Sophie, 50 ans :
« Je me sens de plus en plus souvent en souffrance et exténuée »
« Le service pour lequel je travaille depuis 10 ans, le seul pour qui ma collaboration est régulière, ne répond pas à mes mails. Pas de « bien reçu », encore moins de « merci » à mes envois d’articles. Évidemment aucun retour sur mes papiers, guère de réponse à mes propositions (ou aucune, selon les personnes contactées). Un seul donneur d’ordre occasionnel, ancien pigiste lui-même, déroge à ces règles et coche toutes les bonnes cases (« merci », retours, qui plus est positifs, réponses aux propositions).
Un autre peut me commander un sujet proposé à faire vite, puis je n’ai ensuite aucune réponse quant à sa programmation pendant des semaines. Un autre encore m’a dit que j’ai de la chance parce que je suis payée en salaire et que je cotise pour la retraite, alors que c’est simplement le respect de la loi.
Les formats sont toujours de plus en plus courts, donc il faut travailler de plus en plus pour gagner autant. Les pigistes sont désavantagés dans certains droits, comme la prime d’ancienneté qui n’est pas calculée sur la totalité de notre salaire, à la différence des permanents. Les quelques contacts que j’ai eu ces derniers temps avec de nouvelles rédactions me mettent face à une réalité terrible : les piges sont payées à des tarifs bien inférieurs à tout ce que j’ai vu dans mon parcours et, trop souvent, payées en facture – des conditions que je refuse. Je me sens de plus en plus souvent en souffrance et exténuée. »
Caroline, 30 ans :
« Je me suis mis une pression monstrueuse »
« Du jour où j’ai pris la décision d’être journaliste, je n’ai pas arrêté de travailler. Je suis passée par une prépa privée pour passer les concours d’entrée des écoles de journalisme. C’était intense.
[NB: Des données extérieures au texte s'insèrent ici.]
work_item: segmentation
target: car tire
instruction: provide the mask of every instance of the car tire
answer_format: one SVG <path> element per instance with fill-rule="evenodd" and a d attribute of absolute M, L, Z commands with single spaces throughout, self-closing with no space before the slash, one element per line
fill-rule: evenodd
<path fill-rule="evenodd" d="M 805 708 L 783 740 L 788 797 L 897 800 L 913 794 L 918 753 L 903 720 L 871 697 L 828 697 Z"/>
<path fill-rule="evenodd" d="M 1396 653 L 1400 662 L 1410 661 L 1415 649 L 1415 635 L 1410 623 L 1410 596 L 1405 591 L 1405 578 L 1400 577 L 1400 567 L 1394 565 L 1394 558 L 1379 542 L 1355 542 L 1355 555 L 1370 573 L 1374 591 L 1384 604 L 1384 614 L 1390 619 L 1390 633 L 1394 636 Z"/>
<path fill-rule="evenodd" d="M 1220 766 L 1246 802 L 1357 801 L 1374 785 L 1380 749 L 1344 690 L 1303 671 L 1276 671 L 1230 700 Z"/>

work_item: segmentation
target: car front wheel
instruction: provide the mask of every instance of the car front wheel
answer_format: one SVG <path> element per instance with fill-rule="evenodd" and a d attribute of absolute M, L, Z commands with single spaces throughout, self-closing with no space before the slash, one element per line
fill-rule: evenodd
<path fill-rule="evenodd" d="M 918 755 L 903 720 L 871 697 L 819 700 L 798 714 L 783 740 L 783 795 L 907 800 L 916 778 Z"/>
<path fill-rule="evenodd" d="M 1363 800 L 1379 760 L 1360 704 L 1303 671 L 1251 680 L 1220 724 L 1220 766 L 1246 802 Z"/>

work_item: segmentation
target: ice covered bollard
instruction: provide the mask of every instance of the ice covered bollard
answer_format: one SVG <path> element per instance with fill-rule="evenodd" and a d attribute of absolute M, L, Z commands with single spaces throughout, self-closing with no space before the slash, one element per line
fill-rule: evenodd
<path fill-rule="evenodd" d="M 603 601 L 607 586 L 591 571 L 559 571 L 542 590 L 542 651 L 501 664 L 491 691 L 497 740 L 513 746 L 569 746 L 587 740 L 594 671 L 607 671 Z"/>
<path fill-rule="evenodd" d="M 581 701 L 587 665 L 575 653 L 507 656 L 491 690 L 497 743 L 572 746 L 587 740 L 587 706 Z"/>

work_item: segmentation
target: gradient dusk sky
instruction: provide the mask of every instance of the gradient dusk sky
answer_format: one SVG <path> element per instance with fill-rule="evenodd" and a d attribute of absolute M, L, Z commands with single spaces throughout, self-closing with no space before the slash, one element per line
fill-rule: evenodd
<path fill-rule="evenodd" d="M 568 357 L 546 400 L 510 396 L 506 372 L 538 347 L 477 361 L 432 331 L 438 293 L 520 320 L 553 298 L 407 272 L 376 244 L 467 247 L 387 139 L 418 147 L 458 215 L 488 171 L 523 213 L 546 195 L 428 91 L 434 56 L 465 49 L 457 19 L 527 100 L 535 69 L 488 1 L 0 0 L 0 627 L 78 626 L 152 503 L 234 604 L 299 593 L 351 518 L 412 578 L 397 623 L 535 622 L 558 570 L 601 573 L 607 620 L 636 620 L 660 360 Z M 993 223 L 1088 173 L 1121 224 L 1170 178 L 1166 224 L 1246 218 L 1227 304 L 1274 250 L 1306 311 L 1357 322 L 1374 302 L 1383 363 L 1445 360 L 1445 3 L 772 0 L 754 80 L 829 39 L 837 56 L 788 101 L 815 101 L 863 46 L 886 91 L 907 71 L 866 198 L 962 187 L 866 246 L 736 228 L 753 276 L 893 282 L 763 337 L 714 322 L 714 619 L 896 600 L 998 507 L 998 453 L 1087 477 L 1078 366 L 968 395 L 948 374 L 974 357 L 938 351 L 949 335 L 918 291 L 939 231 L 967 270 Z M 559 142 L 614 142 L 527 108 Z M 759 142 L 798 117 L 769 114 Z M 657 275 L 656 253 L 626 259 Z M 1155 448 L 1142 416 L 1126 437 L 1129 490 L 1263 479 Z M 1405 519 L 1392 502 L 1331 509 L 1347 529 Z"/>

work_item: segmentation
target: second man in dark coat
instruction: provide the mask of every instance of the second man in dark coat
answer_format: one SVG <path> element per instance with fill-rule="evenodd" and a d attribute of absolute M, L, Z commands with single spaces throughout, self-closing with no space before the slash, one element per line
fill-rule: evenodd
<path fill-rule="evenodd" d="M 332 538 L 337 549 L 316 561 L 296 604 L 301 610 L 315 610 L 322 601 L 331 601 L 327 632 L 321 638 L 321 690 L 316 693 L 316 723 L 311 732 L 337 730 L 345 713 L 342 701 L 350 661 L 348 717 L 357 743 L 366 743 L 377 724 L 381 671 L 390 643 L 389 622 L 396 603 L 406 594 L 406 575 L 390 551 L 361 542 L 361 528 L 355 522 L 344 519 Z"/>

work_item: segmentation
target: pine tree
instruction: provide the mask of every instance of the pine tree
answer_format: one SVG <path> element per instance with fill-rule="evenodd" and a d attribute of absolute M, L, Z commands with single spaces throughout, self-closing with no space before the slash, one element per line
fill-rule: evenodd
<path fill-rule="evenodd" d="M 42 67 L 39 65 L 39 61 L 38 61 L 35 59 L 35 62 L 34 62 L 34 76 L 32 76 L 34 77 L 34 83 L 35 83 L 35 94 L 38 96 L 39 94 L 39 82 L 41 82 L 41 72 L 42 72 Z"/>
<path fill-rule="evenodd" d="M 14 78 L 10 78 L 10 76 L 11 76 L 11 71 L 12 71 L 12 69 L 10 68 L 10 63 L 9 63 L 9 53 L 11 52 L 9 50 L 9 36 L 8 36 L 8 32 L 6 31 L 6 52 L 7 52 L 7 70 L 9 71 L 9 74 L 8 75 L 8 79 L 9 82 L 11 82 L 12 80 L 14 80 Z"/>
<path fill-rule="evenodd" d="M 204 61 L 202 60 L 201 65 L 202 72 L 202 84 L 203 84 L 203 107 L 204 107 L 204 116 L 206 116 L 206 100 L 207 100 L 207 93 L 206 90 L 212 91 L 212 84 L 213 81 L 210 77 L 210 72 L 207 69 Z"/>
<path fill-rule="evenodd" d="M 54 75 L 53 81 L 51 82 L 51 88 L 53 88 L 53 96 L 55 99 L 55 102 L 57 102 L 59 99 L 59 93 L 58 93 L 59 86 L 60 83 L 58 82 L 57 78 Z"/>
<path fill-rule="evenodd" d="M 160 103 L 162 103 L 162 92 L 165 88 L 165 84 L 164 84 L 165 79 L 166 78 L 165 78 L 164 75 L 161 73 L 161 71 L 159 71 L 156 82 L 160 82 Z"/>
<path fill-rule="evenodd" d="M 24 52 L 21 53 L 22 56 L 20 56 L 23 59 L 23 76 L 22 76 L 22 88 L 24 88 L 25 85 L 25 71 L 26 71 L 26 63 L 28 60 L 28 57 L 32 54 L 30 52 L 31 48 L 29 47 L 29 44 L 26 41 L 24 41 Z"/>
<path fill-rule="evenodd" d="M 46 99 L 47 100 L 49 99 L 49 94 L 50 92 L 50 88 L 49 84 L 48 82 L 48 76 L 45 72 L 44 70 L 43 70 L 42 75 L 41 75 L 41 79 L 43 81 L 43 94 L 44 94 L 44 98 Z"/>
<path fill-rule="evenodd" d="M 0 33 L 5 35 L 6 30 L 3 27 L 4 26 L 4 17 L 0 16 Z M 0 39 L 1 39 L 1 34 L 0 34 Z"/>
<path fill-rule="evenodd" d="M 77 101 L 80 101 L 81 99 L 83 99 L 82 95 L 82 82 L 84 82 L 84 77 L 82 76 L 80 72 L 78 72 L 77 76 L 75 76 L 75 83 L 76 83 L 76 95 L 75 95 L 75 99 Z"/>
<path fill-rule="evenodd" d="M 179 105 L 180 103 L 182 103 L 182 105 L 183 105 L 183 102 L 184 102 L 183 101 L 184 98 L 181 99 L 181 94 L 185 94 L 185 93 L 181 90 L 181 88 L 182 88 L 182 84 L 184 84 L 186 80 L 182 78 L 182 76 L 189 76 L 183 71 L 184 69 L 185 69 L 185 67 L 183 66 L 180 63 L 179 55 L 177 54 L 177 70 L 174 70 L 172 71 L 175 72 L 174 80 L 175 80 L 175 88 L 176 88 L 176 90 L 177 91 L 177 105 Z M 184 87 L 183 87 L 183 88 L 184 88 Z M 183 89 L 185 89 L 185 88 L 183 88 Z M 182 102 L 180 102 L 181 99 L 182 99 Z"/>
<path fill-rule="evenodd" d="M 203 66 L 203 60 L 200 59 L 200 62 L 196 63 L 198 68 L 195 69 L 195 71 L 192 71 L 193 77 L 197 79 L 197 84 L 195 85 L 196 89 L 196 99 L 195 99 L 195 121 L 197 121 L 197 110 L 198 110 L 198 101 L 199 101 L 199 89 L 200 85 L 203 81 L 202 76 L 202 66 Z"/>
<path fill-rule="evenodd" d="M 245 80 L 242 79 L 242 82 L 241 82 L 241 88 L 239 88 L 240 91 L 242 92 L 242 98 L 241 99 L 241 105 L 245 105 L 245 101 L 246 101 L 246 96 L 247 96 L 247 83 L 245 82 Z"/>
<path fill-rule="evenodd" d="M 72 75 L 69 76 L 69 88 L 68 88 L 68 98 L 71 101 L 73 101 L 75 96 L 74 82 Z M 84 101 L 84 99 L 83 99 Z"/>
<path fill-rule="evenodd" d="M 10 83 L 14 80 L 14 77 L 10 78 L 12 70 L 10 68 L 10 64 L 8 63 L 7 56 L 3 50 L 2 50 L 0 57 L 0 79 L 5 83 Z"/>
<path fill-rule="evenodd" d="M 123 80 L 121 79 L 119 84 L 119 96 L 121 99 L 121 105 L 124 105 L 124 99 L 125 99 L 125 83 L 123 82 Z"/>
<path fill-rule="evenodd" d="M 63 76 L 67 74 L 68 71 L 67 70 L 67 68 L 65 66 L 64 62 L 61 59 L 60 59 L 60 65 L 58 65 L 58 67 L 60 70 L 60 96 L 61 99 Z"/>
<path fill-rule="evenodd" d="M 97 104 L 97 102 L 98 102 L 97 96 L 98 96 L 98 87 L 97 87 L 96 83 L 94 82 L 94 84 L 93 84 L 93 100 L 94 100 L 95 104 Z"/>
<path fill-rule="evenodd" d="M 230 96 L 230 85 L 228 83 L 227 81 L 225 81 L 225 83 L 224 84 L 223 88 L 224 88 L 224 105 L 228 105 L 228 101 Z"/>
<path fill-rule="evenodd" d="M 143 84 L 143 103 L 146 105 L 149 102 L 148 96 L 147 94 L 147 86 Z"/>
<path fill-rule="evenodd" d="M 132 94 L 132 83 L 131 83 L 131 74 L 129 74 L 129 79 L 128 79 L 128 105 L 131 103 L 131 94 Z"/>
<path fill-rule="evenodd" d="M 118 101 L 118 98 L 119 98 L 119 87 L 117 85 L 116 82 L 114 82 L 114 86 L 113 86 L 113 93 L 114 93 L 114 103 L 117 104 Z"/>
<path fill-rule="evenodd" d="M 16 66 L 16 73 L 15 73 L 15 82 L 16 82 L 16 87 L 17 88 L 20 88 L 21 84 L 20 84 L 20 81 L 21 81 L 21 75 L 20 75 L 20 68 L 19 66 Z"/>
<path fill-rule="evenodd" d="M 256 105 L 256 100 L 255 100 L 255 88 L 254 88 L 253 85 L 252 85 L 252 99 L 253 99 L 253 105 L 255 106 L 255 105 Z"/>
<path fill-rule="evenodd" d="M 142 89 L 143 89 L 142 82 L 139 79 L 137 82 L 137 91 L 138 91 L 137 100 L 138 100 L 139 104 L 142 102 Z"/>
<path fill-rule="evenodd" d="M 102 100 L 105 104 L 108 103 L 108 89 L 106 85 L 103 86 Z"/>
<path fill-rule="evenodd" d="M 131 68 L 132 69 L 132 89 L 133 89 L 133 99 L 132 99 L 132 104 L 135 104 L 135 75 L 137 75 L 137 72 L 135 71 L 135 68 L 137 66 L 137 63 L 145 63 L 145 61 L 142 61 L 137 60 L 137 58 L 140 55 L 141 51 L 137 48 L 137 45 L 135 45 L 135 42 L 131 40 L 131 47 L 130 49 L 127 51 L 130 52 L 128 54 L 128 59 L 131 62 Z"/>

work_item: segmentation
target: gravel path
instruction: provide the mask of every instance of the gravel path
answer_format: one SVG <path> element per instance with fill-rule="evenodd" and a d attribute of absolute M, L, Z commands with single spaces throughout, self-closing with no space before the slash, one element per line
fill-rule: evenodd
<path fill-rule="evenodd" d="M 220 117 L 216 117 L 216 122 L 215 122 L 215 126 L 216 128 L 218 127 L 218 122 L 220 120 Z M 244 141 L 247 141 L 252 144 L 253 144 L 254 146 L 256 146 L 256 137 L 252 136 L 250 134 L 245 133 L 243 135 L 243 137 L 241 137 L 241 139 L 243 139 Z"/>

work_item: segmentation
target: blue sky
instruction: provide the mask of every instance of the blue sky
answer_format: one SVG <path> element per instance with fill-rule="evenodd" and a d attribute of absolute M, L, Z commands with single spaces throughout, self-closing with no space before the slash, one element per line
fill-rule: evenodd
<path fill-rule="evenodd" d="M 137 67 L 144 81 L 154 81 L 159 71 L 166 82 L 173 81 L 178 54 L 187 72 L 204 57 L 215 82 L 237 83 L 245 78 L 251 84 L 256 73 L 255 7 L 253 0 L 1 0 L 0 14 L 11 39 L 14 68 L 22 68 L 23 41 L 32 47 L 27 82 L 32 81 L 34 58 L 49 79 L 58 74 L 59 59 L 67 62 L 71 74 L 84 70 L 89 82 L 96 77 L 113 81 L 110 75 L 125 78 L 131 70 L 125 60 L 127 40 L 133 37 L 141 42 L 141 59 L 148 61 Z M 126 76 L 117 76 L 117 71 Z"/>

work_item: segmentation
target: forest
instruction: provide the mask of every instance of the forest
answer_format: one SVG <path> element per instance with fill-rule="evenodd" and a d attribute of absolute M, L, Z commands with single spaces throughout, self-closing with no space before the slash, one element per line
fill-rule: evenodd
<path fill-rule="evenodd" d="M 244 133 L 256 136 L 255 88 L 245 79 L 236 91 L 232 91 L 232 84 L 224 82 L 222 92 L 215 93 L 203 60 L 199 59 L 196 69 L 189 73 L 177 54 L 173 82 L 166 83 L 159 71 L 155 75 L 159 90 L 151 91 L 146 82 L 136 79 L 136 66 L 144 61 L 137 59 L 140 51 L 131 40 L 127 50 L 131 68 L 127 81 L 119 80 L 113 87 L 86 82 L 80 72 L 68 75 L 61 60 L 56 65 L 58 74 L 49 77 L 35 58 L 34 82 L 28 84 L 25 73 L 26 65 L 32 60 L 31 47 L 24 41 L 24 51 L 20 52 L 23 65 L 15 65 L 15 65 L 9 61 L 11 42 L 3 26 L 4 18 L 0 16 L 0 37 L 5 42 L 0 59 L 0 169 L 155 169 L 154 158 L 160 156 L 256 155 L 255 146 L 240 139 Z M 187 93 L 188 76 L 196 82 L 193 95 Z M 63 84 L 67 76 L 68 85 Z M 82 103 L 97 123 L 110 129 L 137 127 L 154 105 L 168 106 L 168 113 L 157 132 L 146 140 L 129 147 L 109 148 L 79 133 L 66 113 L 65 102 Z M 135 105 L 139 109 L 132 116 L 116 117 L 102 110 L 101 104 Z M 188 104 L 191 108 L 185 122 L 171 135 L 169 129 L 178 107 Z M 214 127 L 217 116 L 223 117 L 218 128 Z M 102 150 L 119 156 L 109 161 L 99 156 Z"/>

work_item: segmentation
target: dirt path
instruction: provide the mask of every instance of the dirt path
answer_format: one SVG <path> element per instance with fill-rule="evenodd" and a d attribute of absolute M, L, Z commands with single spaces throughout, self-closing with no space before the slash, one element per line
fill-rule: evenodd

Mais ce n’était pas terminé ! À la fin de l’école, on nous a encore fait passer des concours pour entrer dans de grandes rédactions avec, pour les plus chanceux, un CDD de trois mois à la clé… J’ai commencé par un CDD d’été dans une grande rédaction nationale qui m’a mise le pied à l’étrier mais ça n’a pas débouché sur une embauche. Je suis rapidement « tombée » à la pige : je subissais ce statut. Je devais rembourser le crédit que j’avais contracté pour la prépa, je n’avais pas le luxe de pouvoir galérer, même quelques mois. J’ai donc enchaîné les contrats. Je me suis donnée à fond – je voulais faire mes preuves. Je ne comptais pas mes heures à me coucher parfois après minuit et à me lever avant 6h pour finir un papier et l’envoyer en urgence avant de rembaucher en début d’après-midi. Mais là encore, mes efforts n’ont pas payé. Après une année de CDD consécutifs je suis « retombée » à la pige. J’étais épuisée, un peu démoralisée mais déterminée à m’en sortir. J’ai commencé à piger pour de la presse magazine et à alterner encore une fois la pige et les CDD. Mes collaborations se passaient bien mais je me suis mis une pression monstrueuse. Je courais après la rentabilité.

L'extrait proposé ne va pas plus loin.